The juvenile justice systems, he said, “must thus adapt by enhancing international cooperation mechanisms and sharing best practices to address the transnational nature of digital crimes involving juveniles”.

“This includes establishing protocols for extradition and repatriation, as well as facilitating information sharing and cooperation between law enforcement agencies,” the Chief Justice said.

At the domestic level, he said, specific training in child protection rules is essential to ensure that all stakeholders involved in the juvenile justice system have the necessary knowledge and skills to safeguard the rights and well-being of children.

This training should encompass various aspects of child protection, including understanding child development, recognising signs of abuse or neglect, and familiarising oneself with relevant laws and procedures, Chandrachud said.

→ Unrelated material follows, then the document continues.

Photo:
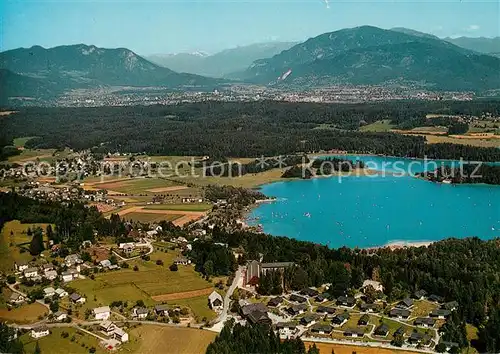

Moreover, training programmes should incorporate principles of trauma-informed care, emphasising sensitivity and empathy towards juvenile offenders who may have experienced adverse experiences, he said.

“Cyber crimes and cyber bullying have emerged as pressing concerns, necessitating a proactive approach to education, capacity building, and the development of robust systems to tackle these modern-day challenges effectively,” he said.

Chandrachud said, “Quite often, we focus more on offences committed by juveniles than reflecting on their reformation. It thus becomes essential to acknowledge the complex nature of juvenile delinquency and take a comprehensive approach that addresses the underlying socio-economic factors contributing to such behaviour.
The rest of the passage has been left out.